Sarah (Brit Marling), an ex-FBI agent who now works for the private sector, is given the task of infiltrating the hardcore and high profile anarchist group The East. It is a task that will test her limits of strength and devotion, not only to her duty but to those she loves and holds dear. But when the line of what is good and what is right become increasingly blurred, can Sarah make the right choice and ultimately save as many innocent lives as possible?
The East is a film that, whilst may seem very similar to other undercover films, has the added difference that it is tackling a subject that is seldom seen in mainstream cinema; that of the eco-terrorist.
The are several recognisable characters of sorts; we have the fresh-faced Sarah who wants to impress her superiors and takes an assignment that clearly proves more than she was willing to be exposed to. You also have the charismatic leader of The East, Benji (Alexander Skarsgård) who is clearly an intelligent individual.
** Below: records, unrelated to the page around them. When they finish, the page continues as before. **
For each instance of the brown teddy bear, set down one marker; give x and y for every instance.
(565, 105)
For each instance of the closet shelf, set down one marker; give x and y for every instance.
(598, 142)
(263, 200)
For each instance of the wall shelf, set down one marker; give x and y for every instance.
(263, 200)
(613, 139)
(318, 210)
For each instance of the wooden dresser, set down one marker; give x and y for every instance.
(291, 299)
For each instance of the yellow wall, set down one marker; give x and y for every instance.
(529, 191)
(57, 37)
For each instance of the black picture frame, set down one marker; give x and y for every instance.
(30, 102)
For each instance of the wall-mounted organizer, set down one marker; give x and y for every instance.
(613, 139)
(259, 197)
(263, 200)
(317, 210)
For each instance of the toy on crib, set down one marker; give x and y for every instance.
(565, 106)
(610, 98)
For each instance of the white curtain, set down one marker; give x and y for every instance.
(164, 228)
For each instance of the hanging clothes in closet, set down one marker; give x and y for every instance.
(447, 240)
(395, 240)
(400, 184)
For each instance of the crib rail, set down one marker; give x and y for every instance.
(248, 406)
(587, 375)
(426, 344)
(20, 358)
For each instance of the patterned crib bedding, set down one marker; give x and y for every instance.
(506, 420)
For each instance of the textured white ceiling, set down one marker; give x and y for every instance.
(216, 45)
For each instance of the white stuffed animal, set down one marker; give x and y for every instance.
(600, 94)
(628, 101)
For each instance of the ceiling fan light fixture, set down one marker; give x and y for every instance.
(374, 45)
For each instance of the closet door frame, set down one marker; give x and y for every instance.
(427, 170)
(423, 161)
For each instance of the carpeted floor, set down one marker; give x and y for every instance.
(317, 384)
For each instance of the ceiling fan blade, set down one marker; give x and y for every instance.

The ‘cell’ itself is made up of misfits and society’s rejects who want nothing more than to seek their revenge on those who have harmed the environment or the innocent public by staging a series of pranks. Matched against The East is a private security firm whose profit driven goals are wishing to put an end to a game of cat and mouse, a game that has the potential for the direst of consequences.
The East, Directed by Zal Batmanglij, clearly wants the viewer to question their own personal beliefs as much as the main character does. Whilst it may seem a very edgy and topical theme, sadly it is the characterisations and plot holes that leave the audience feeling a little flat.
Throughout the film’s running time, there are several key plot points that are foretold much too early and other elements which would deserve more storytelling as they simply don’t add up. Despite the hard hitting visions on the screen, the audience may feel little sympathy for any of the characters due to their lack of depth and antics so to speak.
Few will argue that the Earth doesn’t suffer from pollution, but to seek revenge in some of the manners depicted in this film will not have audience members rushing to donate to Earth First, more likely an exit with puzzled expressions.
The East is neither an edge-of-the-seat thriller or an eco manual. Instead it is more of an average thriller with familiar characters set against a number of scenes and suggestions that, with a more fleshed out script, could and should have been better.